Okay, wait.  The manager?  Of a school?  There wasn't enough time to consider that he had left the safety of the playground without my permission, and by doing so had gone to the office with his rescue plan and convinced the office staff to get on their walkie-talkies to alert the custodian of this emergent necklace plight.  I blinked several times while I let his syllables process in my once-relaxed brain before realizing what he was saying.  Surely the custodian would think it commodious to bring her heavy ladder before coming to evaluate the situation first, right?  When he pointed behind me and yelled out that she was there, my stomach suddenly wanted to reject that apple from earlier and I begged my brain not to show me a long orange ladder over her shoulder.  I turned around to see, not just the school custodian, but another adult to help her carry—yep, the very ladder I didn't want to see.  I directed the cheering lollypop guild crowd to stay put while I spoke to her.

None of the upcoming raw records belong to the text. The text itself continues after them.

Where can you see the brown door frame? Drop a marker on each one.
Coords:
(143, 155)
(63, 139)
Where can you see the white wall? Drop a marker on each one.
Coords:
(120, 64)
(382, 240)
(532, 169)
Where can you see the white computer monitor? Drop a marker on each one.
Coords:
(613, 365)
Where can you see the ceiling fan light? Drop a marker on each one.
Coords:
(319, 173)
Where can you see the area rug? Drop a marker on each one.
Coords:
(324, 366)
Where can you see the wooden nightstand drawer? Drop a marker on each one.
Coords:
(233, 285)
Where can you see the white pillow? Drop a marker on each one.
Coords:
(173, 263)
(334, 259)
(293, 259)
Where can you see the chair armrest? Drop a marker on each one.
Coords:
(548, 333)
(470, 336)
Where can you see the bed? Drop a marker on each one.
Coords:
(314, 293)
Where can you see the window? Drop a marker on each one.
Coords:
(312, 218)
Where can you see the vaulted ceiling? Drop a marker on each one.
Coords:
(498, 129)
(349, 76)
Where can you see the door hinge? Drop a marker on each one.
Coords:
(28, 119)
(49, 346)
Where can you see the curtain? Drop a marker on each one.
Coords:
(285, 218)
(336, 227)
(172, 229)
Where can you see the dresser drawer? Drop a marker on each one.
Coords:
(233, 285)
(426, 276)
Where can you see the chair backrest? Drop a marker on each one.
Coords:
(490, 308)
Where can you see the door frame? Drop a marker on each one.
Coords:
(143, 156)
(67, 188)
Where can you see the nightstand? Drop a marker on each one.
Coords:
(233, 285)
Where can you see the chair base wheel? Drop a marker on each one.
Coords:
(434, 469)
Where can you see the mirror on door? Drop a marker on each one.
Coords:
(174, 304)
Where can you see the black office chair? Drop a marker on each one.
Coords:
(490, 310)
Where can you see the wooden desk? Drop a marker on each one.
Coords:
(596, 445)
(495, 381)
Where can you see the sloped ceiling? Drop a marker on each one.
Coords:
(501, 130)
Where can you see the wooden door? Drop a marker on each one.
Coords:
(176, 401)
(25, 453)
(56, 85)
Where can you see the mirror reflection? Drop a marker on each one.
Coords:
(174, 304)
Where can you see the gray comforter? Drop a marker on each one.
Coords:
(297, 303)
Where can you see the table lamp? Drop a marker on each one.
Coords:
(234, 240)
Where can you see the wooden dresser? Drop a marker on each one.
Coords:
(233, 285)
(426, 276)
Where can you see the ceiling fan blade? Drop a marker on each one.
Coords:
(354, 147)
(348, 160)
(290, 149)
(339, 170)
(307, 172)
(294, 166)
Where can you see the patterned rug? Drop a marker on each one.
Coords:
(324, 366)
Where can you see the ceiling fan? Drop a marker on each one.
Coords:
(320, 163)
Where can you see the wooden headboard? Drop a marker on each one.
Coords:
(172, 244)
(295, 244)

The power of words is curious.  Survival of the fittest.  Even at five years old if you can band together to connive, I mean convince several working adults to pay attention to what’s important to you by merely using your vocal chords, there’s nothing in life that’s going to hold you back.  It wasn’t a house on fire, a capsized cruise ship, or a flat tire on the Mars Rover; it was a trinket on a red string.  The cause wasn’t Mother Nature or drug or alcohol related, nor was it because even on a distant planet far far away, there is evidently still foreign object debris that can bring down a gazillion dollar machine roaming on the surface.  Nope, this was a simple, ‘mybad’.

It has a way of knocking you upside the head to think that adults have gone to school for a minimum of thirteen years and yet some of us still don’t know how to use our words to get something done.  Maybe we need to go back to Kindergarten.  Irony is cruel.